Will it be replied that they feed potatoes and grains as early as possible? I answer: these should not be fed before the end of the second year, because of the absence of the starch-splitting enzymes in the child's digestive juices up to this time. There is barely enough ptyalin in the saliva of an infant to convert the sugar of milk into primary dextrose. Feeding these foods to infants and young children is a most prolific cause of gastro-intestinal disturbances. Not only are the starch-splitting enzymes absent, but even were they present, such foods would not excite the flow of saliva and its ptyalin, for they are habitually fed in the form of mush or gruel--boiled and soaked.

Additions To Milk

Lime water has been added to the milk of infants for several generations, because the doctors ordered it. The lime is not only of no value to the child, due to its crude form, but it is also an irritant as well as a nutritive evil. An excess of lime, even of the organic lime salts, interferes with the mineral balance in the body. This is of particular importance to young babies. Besides these considerations, cow's milk contains three times as much lime as human milk. The giving of lime salts to children produces acidosis.

Bicarbonate of soda added to the milk of an infant is an unjustifiable stab at the baby's digestion. It increases the alkalinity of the milk and calls for greater effort in digestion. It overworks and impairs the gastric glands. It also destroys some of the vitamins of the milk.

Milk with corn starch, or arrow root, or crackers, or rice, or barley water, or cereal water of any kind, or farina, or oatmeal is an abomination. Babies so fed suffer and die from wasting gastrointestinal disorders. These foods set up fermentation, diarrhea, etc.

Sugar should never be added to milk. It tends to produce fermentation and all of the resulting evils. A child may be given all the sugar it needs in fruit juices.

When medical men learned that cow's milk contains about twice as much protein as human milk, they began to dilute cow's milk with water when feeding it to infants. But diluting the proteins also dilutes the carbohydrates of milk, so they add sugar, karo syrup and other sweets to the milk. Diluting the milk fifty per cent, reduces its calcium by this same percentage. Lime water is added to make up the deficiency.

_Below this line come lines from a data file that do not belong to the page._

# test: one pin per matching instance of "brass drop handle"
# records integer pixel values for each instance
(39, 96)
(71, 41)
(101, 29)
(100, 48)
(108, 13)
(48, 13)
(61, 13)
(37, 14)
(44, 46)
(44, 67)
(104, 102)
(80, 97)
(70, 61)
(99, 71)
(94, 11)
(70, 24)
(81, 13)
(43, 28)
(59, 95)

Due in part to its greater abundance in the indispensable amino-acid, tryptophan the protein of mother's milk is superior to cow's milk. The growing child needs fairly large amounts of tryptophan and when the protein supply contains only small quantities of this amino-acid, the growth of the organism runs, to an extent, parallel to the tryptophan content. Although the protein content of human milk is little more than half the protein content of cow's milk, the absolute tryptophan content is considerably more in human than in cow's milk. This partly explains why babies grow more rapidly on their mother's milk than on the milk of the cow. Diluting cow's milk reduces the tryptophan content.

As pointed out in a previous chapter, the amino-acids (lecin, lysin, cystin, tyrosin, tryptophan, etc.) are utilized by the body only in proportion to the amounts of other constituents in the diet, which enable the body to synthesize them into proteins peculiar to man. Every dilution of the salts of the milk, which is not made good from some source, renders the milk less adequate as food.

Cow's milk contains nearly four times as much lime as human milk and only about one-half as much iron. Yet, it is the practice, when diluting cow's milk for infants, to add lime and ignore the iron. Children need more iron than adults just as pregnant and lactating women require proportionately more iron than men. When milk is diluted all of its salts are diluted and not merely its lime.